Marie Jahrling : En effet, j’ai été frappée par le témoignage d’une universitaire. Elle nous entendait toujours parler de peuple et elle disait que pour elle, le peuple n’est pas ce que nous en disions. Grâce aux explications de Danielle4 qui tenait très fort à ce terme de peuple, elle est entrée dans la logique de Danielle et a effectué elle aussi un retournement. Entre ce que disent les livres, ce qu’elle avait appris du peuple et ce que disaient les militants, elle a fait son propre cheminement et ses références ont été bouleversées.
Françoise Ferrand : Le retournement concerne aussi bien des personnes qui vivent dans la pauvreté que des personnes qui n’y vivent pas.

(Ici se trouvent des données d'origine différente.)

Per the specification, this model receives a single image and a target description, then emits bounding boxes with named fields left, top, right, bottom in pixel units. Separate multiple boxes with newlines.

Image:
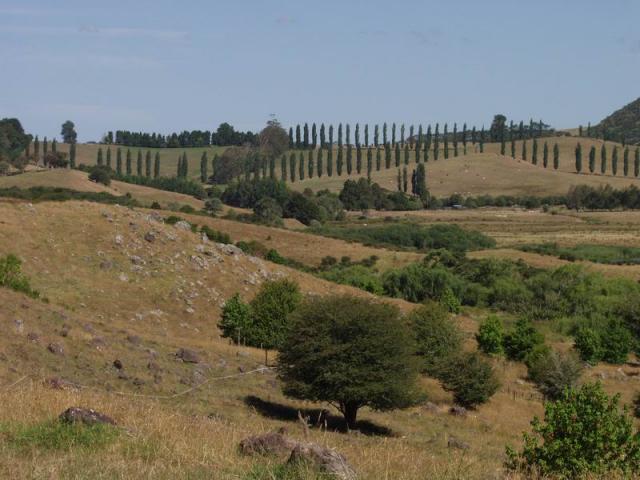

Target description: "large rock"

Il y a un chapitre sur le peuple. Qu’est-ce qu’un peuple ? Là il était indispensable d’être un groupe mixte pour se questionner les uns les autres et éviter de tomber dans les slogans faciles. Entre personnes très différentes, on est obligé d’être très exigeant sur les mots. Dès la première rencontre, quand Danielle a dit : « Vous n’avez rien à dire, nous sommes d’un peuple », les universitaires lui ont répondu : « C’est quoi, un peuple ? Vous êtes une race à part ? Une ethnie ? » Ils se sont questionnés les uns les autres à ce sujet. Ils n’avaient pas de réponse toute faite. Cela les a obligés à travailler d’une façon intense sur le mot «Quart Monde », pourquoi le père Joseph l’avait choisi et comment il l’avait utilisé.5 Est-ce que peuple de la misère signifie la même chose que peuple du Quart Monde ? Non, c’est différent. La misère, on ne la choisit pas, le Quart Monde, c’est une adhésion volontaire.
Pendant cette recherche, j’ai compris que ce ne sont pas les pauvres seuls qui auraient une mission particulière. Cela n’aurait pas de sens, car la misère, nous voulons la détruire, les conditions de misère abîment. Le peuple qui a du sens, c’est vraiment un peuple ouvert à tous, dont les pauvres sont le noyau central. C’est cela la notion de Quart Monde, c’est cela la différence entre le mot misère et le mot Quart Monde. Il y a tout un projet derrière. Cette notion de peuple demande cette ouverture pour qu’elle ne devienne pas un enfermement mais reste une dynamique.